A chemical reaction's spontaneity is determined by whether or not it can proceed without any external input. The concept is deeply tied to Gibbs free energy, denoted as \( \Delta G \). When \( \Delta G < 0 \), a reaction is considered spontaneous, meaning it can naturally progress.
\( \Delta G \) itself is calculated using the formula:\[ \Delta G = \Delta H - T\Delta S \]Here:

• \( \Delta H \) represents the change in enthalpy, or heat content, of the system.
• \( T \) is the absolute temperature at which the reaction occurs.
• \( \Delta S \) signifies the change in entropy, or disorder, within the system.

When both enthalpy \( \Delta H \) and entropy \( \Delta S \) changes are positive, the reaction's spontaneity is temperature-dependent. As temperature increases, the term \( T\Delta S \) grows, potentially overcoming \( \Delta H \) to make \( \Delta G \) negative, leading to spontaneity.

Understanding the concepts of enthalpy and entropy is essential in explaining how reactions proceed.
Enthalpy, \( \Delta H \), relates to the energy absorbed or released as a reaction occurs. When \( \Delta H > 0 \), or positive, the reaction absorbs heat and is referred to as endothermic.
Entropy, \( \Delta S \), measures a system’s disorder. A positive \( \Delta S \) signifies an increase in disorder, which is often favorable for spontaneity.

• If a reaction results in more freedom for molecules to move (e.g., a solid to a gas), it usually implies an increase in entropy.

These changes interact in Gibbs free energy calculations, influencing the direction and spontaneity of the process. When both \( \Delta H > 0 \) and \( \Delta S > 0 \), higher temperatures make the \( T\Delta S \) term more significant, which can outweigh \( \Delta H \) and lead to a negative \( \Delta G \), driving spontaneity.
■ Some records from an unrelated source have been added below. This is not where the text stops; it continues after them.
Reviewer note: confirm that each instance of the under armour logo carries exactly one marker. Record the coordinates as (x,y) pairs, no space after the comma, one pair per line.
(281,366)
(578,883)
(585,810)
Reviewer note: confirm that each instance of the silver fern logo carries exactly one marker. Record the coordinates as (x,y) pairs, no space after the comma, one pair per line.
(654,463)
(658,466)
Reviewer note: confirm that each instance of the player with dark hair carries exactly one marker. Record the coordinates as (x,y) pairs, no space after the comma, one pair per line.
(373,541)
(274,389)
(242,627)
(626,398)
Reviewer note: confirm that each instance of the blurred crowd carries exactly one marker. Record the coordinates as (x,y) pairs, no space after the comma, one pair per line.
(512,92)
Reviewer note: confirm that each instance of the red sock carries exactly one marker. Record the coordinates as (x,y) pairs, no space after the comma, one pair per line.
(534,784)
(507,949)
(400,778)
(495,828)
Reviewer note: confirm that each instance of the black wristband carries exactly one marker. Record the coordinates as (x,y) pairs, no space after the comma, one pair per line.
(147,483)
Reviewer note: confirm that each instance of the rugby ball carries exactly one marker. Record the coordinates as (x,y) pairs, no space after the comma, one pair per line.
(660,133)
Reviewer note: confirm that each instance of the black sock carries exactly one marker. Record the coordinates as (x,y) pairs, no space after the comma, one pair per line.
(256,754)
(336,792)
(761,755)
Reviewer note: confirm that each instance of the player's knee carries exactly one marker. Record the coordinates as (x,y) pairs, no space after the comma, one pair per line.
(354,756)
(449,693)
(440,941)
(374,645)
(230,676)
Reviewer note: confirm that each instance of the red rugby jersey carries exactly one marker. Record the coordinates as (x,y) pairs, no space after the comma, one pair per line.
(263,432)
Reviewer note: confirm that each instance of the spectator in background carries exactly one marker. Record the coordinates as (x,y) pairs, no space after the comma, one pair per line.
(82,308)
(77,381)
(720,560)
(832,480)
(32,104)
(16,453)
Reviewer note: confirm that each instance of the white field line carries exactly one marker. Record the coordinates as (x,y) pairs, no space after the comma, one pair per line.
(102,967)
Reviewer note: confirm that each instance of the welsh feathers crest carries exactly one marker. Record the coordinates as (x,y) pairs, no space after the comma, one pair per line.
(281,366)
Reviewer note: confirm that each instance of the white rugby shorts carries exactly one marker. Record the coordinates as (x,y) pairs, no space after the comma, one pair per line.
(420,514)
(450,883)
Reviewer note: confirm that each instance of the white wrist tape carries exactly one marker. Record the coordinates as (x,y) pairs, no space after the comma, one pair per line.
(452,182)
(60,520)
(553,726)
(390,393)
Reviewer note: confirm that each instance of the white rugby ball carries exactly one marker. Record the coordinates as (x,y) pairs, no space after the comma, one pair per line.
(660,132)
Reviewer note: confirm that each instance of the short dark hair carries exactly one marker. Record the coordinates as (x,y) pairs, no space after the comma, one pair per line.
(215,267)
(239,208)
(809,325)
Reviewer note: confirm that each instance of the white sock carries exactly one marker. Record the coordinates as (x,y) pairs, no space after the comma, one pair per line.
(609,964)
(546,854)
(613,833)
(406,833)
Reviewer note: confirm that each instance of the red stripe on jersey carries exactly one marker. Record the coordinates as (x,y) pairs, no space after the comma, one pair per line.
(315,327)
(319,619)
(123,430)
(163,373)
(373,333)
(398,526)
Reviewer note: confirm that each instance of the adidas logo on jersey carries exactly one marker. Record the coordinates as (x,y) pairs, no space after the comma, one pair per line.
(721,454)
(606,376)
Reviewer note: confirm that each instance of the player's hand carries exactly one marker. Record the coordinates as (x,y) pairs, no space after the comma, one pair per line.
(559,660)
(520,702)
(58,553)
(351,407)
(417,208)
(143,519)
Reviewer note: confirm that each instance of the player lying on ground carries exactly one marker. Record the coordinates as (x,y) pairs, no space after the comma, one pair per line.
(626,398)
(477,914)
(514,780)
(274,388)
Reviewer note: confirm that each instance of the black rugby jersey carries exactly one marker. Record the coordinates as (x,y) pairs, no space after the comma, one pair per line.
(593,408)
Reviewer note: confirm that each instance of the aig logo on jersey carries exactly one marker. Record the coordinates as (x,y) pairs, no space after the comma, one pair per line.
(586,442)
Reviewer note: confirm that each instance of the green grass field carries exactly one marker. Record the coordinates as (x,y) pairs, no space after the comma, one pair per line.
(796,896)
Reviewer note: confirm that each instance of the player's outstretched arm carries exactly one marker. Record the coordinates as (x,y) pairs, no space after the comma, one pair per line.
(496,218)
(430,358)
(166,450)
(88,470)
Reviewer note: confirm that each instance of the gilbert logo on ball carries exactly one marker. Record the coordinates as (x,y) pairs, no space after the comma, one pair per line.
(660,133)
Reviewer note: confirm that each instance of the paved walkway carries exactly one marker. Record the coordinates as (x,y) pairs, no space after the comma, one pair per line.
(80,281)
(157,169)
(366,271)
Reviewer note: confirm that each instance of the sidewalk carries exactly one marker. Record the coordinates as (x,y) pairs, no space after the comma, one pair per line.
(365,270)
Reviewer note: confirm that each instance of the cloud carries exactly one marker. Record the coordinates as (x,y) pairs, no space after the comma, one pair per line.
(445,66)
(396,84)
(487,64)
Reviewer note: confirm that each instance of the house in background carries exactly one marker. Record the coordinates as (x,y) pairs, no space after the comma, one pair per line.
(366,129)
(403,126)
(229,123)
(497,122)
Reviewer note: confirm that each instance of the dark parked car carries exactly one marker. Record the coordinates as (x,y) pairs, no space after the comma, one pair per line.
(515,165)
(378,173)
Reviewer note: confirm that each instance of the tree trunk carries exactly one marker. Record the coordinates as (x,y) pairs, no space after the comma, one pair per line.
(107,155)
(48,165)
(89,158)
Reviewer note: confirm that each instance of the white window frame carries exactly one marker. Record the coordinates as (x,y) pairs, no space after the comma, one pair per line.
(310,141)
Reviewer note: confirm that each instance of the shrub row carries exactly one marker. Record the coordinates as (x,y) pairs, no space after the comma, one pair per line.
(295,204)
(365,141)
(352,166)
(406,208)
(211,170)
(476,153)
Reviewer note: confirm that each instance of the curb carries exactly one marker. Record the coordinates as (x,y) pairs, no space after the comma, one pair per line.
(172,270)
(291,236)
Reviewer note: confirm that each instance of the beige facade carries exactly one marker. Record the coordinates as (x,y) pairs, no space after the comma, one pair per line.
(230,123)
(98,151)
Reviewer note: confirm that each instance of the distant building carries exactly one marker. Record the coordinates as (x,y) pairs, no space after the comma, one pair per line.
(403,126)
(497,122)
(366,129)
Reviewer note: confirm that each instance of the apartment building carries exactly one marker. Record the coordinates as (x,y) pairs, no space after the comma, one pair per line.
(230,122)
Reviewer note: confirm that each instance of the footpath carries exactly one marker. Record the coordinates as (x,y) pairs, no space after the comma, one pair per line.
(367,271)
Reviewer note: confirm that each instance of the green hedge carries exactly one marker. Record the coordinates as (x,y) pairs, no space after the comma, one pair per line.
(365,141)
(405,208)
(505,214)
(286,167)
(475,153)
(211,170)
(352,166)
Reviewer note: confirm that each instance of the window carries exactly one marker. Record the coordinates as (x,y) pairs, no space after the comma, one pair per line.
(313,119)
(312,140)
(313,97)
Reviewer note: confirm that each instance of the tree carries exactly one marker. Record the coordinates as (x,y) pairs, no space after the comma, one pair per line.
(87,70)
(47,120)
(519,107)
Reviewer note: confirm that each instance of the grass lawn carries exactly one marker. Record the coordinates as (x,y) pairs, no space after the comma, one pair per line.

The equilibrium temperature, \( T_e \), is a critical point at which a reaction's forward and reverse proceedings are balanced, resulting in no overall change. At this temperature, \( \Delta G = 0 \), meaning neither direction is favored.
For reactions with positive \( \Delta H \) and \( \Delta S \), the equilibrium temperature can be found from the equation:\[ T_e = \frac{\Delta H}{\Delta S} \]This setup reveals when the reaction shifts from being non-spontaneous to spontaneous as temperature changes.

• If \( T > T_e \), the reaction is spontaneous because the entropy-driven component \( T\Delta S \) exceeds \( \Delta H \), producing a negative \( \Delta G \).
• Conversely, if \( T < T_e \), the reaction is non-spontaneous as \( \Delta H \) prevails, making \( \Delta G \) positive.

This concept is vital for predicting reaction behavior in varying thermal conditions and determining the appropriate settings for achieving desired chemical outcomes.